# Building a Streaming Voice Pipeline: STT → LLM → TTS

A look under the hood of our intelligent front desk — how speech flows through transcription, reasoning, and synthesis in real time.

---

Our front desk answers a call in four stages. Each one streams into the next so the
caller never waits for a full stage to finish before the next begins.

## 1. Access

The call arrives over phone or SMS. We bridge the telephony layer to our local media
server, which exposes a raw audio stream.

## 2. Speech-to-Text (STT)

A streaming ASR model transcribes audio in chunks as it arrives — not after the caller
finishes speaking. Partial hypotheses let us detect intent early.

```text
partial:  "i'd like to book a"
final:    "i'd like to book a meeting room for tomorrow"
```

## 3. LLM reasoning

The transcript is fed to the local LLM with conversation context and a system prompt.
The model returns an intent, extracted entities, and a natural-language response.

```text
intent:   book_meeting_room
entities:
reply:    "Sure! Which room would you prefer?"
```

## 4. Text-to-Speech (TTS)

The reply is synthesized as streaming audio and played back the moment the first chunk is
ready.

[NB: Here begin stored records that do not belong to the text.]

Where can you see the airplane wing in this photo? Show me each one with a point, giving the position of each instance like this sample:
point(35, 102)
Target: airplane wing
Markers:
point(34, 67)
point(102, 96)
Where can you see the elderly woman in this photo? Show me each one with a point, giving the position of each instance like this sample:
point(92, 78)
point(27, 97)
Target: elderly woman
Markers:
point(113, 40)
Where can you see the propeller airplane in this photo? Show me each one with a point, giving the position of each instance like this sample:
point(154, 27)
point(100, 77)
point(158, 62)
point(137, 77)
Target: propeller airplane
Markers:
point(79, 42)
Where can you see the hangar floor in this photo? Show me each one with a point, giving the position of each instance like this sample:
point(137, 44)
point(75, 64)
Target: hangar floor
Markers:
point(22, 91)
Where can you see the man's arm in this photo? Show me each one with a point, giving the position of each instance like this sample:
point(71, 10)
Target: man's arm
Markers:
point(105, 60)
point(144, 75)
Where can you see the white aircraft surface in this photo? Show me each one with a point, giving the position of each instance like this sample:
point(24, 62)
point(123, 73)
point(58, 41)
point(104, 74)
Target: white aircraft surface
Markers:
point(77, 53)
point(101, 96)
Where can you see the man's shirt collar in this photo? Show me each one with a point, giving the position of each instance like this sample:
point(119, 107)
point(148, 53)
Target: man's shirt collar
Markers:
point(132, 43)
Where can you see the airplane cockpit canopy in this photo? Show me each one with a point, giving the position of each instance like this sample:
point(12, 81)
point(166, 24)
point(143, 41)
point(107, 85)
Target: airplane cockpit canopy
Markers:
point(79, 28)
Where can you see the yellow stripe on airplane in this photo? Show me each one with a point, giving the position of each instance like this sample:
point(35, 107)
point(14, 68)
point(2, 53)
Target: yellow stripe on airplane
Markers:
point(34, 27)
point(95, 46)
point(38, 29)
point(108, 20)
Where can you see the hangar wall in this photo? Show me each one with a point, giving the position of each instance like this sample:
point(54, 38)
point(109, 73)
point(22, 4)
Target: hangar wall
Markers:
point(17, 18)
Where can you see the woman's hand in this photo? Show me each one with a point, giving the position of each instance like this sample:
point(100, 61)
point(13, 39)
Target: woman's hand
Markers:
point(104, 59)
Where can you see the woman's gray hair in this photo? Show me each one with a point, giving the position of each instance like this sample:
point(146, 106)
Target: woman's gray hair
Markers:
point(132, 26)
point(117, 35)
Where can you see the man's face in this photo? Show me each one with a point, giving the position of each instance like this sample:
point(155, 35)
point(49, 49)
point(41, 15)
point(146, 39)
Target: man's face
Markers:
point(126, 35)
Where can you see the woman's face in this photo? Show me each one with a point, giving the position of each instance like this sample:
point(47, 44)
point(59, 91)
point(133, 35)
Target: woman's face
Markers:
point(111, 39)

Because TTS starts before the LLM finishes emitting, the perceived latency is the
time to *first audio*, not time to *full response*.

The whole pipeline runs on one box. That's what makes sub-500ms first-audio realistic.

## Why streaming matters

Streaming each stage — rather than buffering — is the single biggest lever on perceived
latency. Callers judge responsiveness by the first word, not the last.